Fallacy of safe haven
Haaretz
columnist Anshel Pfeffer noted
this narrative worked to Netanyahu’s benefit, allowing him to refuse “to make
meaningful concessions to the Palestinians since Israel is on the frontline
facing the onslaught of radical Islam, and any ground given will immediately be
used to launch further attacks”.
Another
Israeli analyst, Orly Noy, took the
same view: “This helps Netanyahu promote a worldview in which
there is no national conflict, no occupation, no Palestinian people and no
blatant disregard for human rights.”
But as
Pfeffer further observed, Netanyahu’s narrative that all Jews should come to
Israel depends on a central fallacy: that Israel is a safe haven.
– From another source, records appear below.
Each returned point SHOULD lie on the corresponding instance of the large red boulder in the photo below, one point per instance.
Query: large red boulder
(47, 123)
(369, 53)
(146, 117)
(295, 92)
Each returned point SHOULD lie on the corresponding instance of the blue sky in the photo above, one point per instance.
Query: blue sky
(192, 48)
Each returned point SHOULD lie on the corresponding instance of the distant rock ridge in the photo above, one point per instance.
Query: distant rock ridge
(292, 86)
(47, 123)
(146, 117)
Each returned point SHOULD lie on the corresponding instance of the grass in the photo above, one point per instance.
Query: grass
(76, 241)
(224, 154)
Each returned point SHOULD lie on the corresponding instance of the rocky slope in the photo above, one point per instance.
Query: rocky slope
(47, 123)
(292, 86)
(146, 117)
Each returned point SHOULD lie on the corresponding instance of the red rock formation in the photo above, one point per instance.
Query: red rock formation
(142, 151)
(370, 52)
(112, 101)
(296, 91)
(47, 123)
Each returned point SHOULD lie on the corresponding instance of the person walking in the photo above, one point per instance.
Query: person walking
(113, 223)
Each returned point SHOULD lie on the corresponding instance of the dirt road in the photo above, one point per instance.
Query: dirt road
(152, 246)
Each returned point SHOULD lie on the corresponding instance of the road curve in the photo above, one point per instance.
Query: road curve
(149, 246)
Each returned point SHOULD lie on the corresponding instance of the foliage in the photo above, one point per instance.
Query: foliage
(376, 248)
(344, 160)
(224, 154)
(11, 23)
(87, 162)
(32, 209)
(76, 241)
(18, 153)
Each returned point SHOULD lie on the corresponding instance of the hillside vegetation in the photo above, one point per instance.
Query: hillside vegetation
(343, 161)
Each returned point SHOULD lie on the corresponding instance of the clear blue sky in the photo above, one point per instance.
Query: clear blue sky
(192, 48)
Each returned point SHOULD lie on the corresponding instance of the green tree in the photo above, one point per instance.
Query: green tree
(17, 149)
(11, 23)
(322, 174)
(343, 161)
In fact,
statistically Jews are far safer in France than in conflict-plagued Israel.
It also
forgets that at least some of Israel’s power on the international stage has
depended on the influence of international Jewish lobbies to pressure
politicians and the media through their activism.
This was
a point Rabbi Margolin alluded
to. “The Israeli government must recognise this reality and also
remember the strategic importance of the Jewish communities as supporters of
Israel in the countries in which they live.”
It might
be worth Netanyahu pondering that a United States and a Europe without
organised Jewish lobbies aggressively promoting Israel’s interests would be
less reliable allies than they have been until now.